The graduate training group PULMOSENS is dedicated to an interdisciplinary research, supported by scientists in medicine, physics, chemistry and the engineering sciences, towards the development of innovative sensory and imaging methods which solve the complex problems in the measurement and monitoring of pulmonary epithelial functions and pathological lung changes.
The lung as a organ, its basic understanding as well as its modeling and monitoring its pathological changes has a significant medical and socio-economic background. At the same time, the lung imposes a severe challenge for any measurement system due to its specific structural and functional features - in particular to be mentioned is the lack of a direct sensory access to the lower respiratory tract as well as the unique air-liquid interface (ALI).
PULMOSENS conducts four complementary, thematically related research tracks, each of which has a challenge from the life sciences and in which new targeted sensor methods are developed. The medical questions focus on studying the individual cell, the epithelium, an artificial alveoli system as well as the organ.
The four central projects of PULMOSENS
- Secretion, in particular the mechanisms of surfactant secretion studied in type II pneumocytes
- Transepithelial transport, where the barrier function of the epithelium of the unique air-liquid interface (ALI) is analyzed
- Mechanically induced signaling cascades in the Alveolus, where the interaction of individual cell types of the epithelial and endothelial layer will be investigated in an artifical alveoli system
- Model verification and analysis of lung injury based on gas and blood analysis, in order to macroscopically evaluate the modeling and the bidirectional gas / liquid transport.
Overall, the interdisciplinary, cross-project research on these four central projects of PULMOSENS opens the opportunity to develop multimodal sensor systems that are optimally adapted to the geometric and physiologically unique conditions in the lower airways. The research is lead by experts from complementary fields such as molecular biology, physiology, experimental lung research, materials science, biophysics, analytical chemistry and nanotechnology, integrated circuit and sensor technology.

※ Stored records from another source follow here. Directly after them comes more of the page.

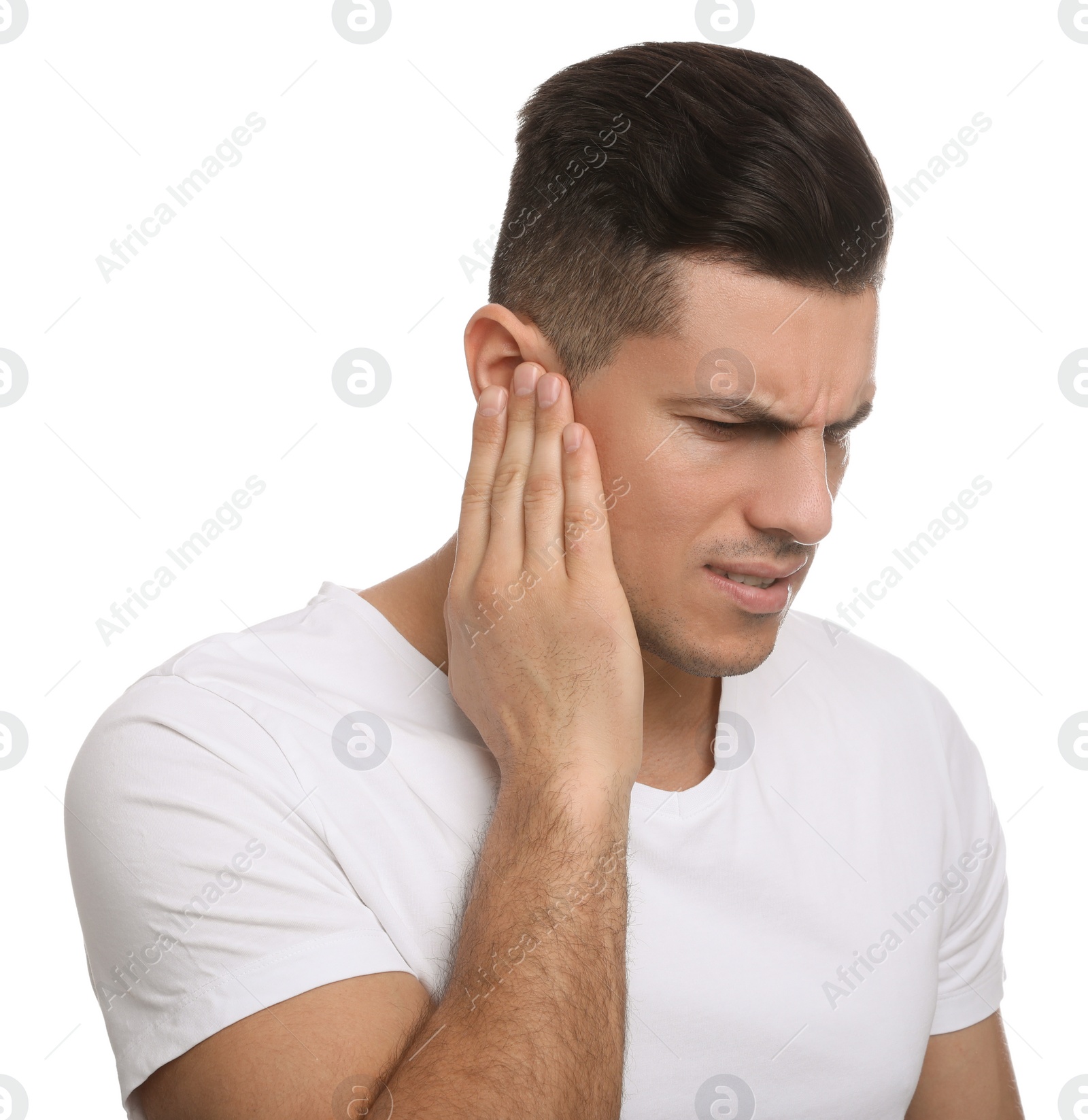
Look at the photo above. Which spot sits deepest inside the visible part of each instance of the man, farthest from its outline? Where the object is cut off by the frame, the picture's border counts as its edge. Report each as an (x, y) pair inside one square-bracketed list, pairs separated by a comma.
[(576, 818)]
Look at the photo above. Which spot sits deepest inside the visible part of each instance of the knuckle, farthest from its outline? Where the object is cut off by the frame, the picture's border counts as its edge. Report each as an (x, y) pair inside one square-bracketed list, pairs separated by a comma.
[(543, 490), (474, 498), (510, 476)]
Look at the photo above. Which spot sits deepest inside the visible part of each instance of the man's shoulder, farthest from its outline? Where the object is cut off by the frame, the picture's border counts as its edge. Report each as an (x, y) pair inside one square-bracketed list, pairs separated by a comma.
[(238, 689), (855, 668)]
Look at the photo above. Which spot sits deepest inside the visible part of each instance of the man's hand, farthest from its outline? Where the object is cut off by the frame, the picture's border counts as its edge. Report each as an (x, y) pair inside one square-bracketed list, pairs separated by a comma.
[(544, 656)]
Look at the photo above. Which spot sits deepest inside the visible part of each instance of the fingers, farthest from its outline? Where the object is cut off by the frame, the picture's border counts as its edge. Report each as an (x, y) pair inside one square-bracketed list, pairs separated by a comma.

Newly developed sensors yield insight view to molecular processes
It is expected that the research enabled by the newly developed sensors will provide fundamentally new insights into the molecular processes and signaling pathways in the alveoli and the transepithelial transport processes.
On the long term, understanding the microscopic functionality of the lung along with the macroscopic findings on the overall organ will lead to new therapies for diseases such as COPD or acute lung injury after trauma and sepsis.
From a sensory perspective, lung research with the above-mentioned goals is extremely exciting due to its structural uniqueness: Only a combination of the most recent sensing methods in miniaturized form and with simultaneously high sensitivity can succeed in this context.